The Madras High Court has refused to quash a Judicial Magistrate’s order rejecting a plea from a husband to subject his wife to DNA test to decide the paternity of a child born to them.
Prakash, husband of the woman alleged that the child, born within six months from their marriage, was not his.
He also claimed that he never had any sexual relationship with his wife, before and after the marriage.
Prakash was married to the woman at a temple in Cheyyar Tiruvannamalai district on May 16, 2008. It was also registered at the Cheyyar Sub-Registrar’s office in the same year.

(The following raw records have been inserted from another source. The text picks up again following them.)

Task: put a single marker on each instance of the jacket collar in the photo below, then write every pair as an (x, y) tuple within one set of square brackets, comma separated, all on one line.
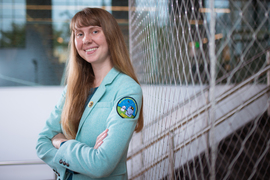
[(109, 78)]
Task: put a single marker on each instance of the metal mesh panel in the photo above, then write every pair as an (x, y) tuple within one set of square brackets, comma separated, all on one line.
[(204, 71)]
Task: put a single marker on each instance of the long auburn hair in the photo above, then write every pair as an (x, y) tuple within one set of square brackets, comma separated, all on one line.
[(80, 75)]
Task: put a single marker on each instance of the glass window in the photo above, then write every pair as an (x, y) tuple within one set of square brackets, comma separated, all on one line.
[(34, 37)]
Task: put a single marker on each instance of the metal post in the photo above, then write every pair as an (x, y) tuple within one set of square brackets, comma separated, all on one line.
[(268, 81), (171, 156), (212, 89)]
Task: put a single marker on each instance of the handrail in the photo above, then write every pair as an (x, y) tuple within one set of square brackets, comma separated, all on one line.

A girl child was born to them after six months of the marriage following which he moved the lower court to subject his wife to DNA test to decide the paternity of the child.
Observing that the marriage was conducted with the Consent of both the sides, and when the marriage relationship subsists during the period of relationship, if a child was born out of the wedlock, then one has to come to the conclusion that the child was born only during the subsistence of the marriage relationship as per Sec 112 of the Indian Evidence Act, the lower court rejected his plea in October 2014.
Upholding the lower court order, Justice Venugopal in a recent order observed that unless the husband is able to establish non-access satisfactorily and conclusively, the presumption under Sec 112 of the IE of the Marriages Act shall prevail.
The word “access means no more than opportunity of intercourse”, the judge said.
The judge also said that Sec 112 of the IE Act refers to the “point of time of birth” as a deciding factor and not to the time of conception.
“Whenever a child is born in a lawful wedlock, there is a question of presumption of legitimacy unless it is proved by very reliable evidence such as divorce, long and continued separation or illness.”
The judge said the presumption cannot be displaced by mere probabilities or any circumstance creating doubt.